De fait, les opérateurs sont devenus le premier moteur de croissance des télécoms et du digital en Afrique. Et, dans la foulée, de nombreuses applications voient le jour dans des domaines variés, parfois inattendus. En effet, dès que les personnes vivant en zone rurale ont accès à l’énergie et au digital, tout un univers se crée. Les activités économiques se développent, notamment celles relatives au numérique dans l’e-santé, l’e-éducation... ou de l’e-agriculture.

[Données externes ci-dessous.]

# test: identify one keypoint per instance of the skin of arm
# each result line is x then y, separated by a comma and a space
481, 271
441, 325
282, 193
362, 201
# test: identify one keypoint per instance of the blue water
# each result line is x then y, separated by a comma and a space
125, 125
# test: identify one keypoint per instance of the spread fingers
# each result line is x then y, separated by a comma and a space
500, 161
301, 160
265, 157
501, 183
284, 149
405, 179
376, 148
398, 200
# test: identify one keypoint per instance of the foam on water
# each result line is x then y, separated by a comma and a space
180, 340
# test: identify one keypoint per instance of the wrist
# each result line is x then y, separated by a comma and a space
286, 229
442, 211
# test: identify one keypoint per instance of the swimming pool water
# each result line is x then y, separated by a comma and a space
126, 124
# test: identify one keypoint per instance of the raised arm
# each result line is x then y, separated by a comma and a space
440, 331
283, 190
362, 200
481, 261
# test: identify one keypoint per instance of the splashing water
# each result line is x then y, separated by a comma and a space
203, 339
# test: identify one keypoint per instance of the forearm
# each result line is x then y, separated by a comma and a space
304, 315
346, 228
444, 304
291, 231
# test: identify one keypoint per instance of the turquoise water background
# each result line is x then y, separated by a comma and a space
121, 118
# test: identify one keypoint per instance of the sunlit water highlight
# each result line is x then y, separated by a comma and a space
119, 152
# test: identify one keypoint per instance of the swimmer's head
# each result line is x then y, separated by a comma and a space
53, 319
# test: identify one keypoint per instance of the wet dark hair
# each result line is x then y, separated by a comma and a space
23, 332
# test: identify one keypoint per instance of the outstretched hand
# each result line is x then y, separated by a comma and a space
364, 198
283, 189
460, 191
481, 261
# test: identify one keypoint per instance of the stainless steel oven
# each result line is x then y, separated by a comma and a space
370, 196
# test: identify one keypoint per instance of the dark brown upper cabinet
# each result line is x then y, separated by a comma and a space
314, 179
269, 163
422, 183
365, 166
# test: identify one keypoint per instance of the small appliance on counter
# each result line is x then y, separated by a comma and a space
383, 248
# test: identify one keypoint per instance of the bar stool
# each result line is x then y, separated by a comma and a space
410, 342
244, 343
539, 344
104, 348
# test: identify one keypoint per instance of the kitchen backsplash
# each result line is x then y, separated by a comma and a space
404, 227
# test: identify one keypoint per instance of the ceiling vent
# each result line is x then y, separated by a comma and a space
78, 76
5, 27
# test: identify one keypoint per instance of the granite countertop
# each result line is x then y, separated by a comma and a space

Alexandre Coster, multi-entrepreneur et créateur en 2015 de Boabab+ (et qui fut choisi en 2017 comme Young Leader par la fondation AfricaFrance) a très tôt misé sur les technologies décentralisées à fort impact social, en particulier avec ses kits solaires à prix abordable. Comment procède-t-il ? "Nous travaillons sur le modèle "Pay As You Go" afin de rendre accessibles les kits solaires permettant de s’éclairer, de recharger les téléphones, les tablettes ou même de faire fonctionner une télé dans les villages. Les bénéficiaires payent par jour un petit montant qui est l’équivalent de ce qu’ils dépensaient auparavant pour l’achat de la bougie ou du pétrole pour s’éclairer". En outre, il fait en sorte que ses clients deviennent peu à peu propriétaires du système solaire qui est installé chez eux. Un modèle vertueux qui ne manquera pas de faire des émules.

Technologies off-grid

"Pour les grands groupes internationaux, ne pas s’intéresser au continent pourrait s’apparenter à une erreur stratégique monumentale", avertissait déjà Ammin Youssouf en 2015, avant de lancer Afrobytes. Les grands groupes semblent avoir entendu le message. Non seulement dans le secteur de la distribution électrique, mais aussi celui de la gestion de l’eau et du traitement des eaux usées, où des technologies off-grid ou "hors réseau" sont désormais proposées. C’est le cas de Veolia avec son plan "Ambitions for Africa" et les solutions de sa filiale VWT (Veolia Water Technologies) adaptées au marché africain. On est loin des grandes stations conventionnelles de traitement. Patrick Couzinet, président directeur général Afrique de Veolia Water Technologies, explique : "Aux côtés des centrales traditionnelles, nous avons développé des solutions beaucoup plus légères, conteneurisées et en mesure au besoin de se passer d’un réseau de distribution d’eau ou d’électricité. Les volumes traités sont bien évidemment plus faibles, mais ils peuvent répondre néanmoins aux besoins d’une ville moyenne. Fiables et robustes, ces solutions présentent aussi l’avantage d’être déployables rapidement, au plus près des populations, pour garantir à toutes l’accès à une eau de qualité."

Suez, le concurrent français n’est pas en reste mais part de plus loin. Pierre-Yves Pouliquen, directeur général Afrique, Moyen Orient et Inde de Suez, résume la situation en ces termes : "L’Afrique nous oblige à réinventer nos modèles d’action et d’inclusion". Oui, décidément, l’Afrique fait bouger.